Every year, $20T of U.S. freight changes hands on the strength of a paper Bill of Lading and a quick nod at the dock door. When thieves strike, a $250k load can vanish in minutes.
Indemni is turning that soft underbelly of global trade into a strength. We're shipping the first real-time identity & document verification platform purpose built for logistics. Think Stripe's risk engine, but for cargo moving through warehouses, ports, and yards all over the world.
Started by operators from Flexport and DoorDash, we're already piloting with warehouses and carriers across the US who move some of the most valuable cargo between warehouses, airports and ports (think national security level importance such as server racks, GPUs, electronics, etc.).
JS TS / React / React Native (Expo) / Node/Express / Supabase (Postgres Edge Functions) / Python (ML)
Bias for action. “Ship > perfect” resonates, but you still write the unit test (the stakes are high)

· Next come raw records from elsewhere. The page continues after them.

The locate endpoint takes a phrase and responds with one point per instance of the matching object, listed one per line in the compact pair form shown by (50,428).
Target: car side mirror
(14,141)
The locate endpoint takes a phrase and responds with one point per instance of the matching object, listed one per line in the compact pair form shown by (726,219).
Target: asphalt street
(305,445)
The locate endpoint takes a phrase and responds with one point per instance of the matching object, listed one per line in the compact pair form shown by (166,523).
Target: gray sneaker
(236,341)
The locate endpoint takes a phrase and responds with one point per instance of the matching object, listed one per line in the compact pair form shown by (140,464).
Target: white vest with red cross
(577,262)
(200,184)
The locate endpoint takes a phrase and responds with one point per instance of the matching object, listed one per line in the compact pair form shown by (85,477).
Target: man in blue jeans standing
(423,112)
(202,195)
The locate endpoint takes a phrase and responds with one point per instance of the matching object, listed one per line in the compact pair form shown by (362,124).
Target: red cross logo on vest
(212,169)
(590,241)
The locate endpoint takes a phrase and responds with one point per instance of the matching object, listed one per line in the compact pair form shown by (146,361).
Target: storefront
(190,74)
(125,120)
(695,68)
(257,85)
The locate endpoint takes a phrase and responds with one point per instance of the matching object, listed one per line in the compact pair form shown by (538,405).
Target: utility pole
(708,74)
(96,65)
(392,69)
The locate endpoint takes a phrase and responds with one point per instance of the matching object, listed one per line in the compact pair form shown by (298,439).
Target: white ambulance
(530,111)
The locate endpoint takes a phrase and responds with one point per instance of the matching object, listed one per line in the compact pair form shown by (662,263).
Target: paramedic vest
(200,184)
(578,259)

Example: Warehouse has a new requirement for verifying Hazmat documentation in the check-in flow. How fast do we get that live?
Product intuition. You ask why before how, and think first and foremost in problem statements (what problems am I solving and is this a problem worth solving?)
Example: Freight Broker is asking if we can auto-translate documents into different languages. Is this something we prioritize now based on why we think this is important, and how do we fit this in our roadmap and the way we build in the future?
Comfort everywhere in the stack. Wrangling SQL in the morning, and debugging API logs in the afternoon are a breeze for you.
Example: Driver is having trouble checking into the app. How do we handle a live edge case of a driver using a flip phone in 2025?
5 yrs building distributed systems in Node/Express, serverless, or similar.
Example: If we're handling X number of verifications a day, what should our short-term, medium-term and long term stack look like and how do we balance that against intensive vs. non-intensive tasks (i.e. pinging APIs for verification vs. lookup government databases for compliance).
Nice-to-haves: Logistics, WMS/TMS, Fraud/Risk ML experience, computer-vision pipelines, or hardware-adjacent experiences (RFID, scanners, etc.).
Example: If you've ever heard of Extensiv or a scanner gun before.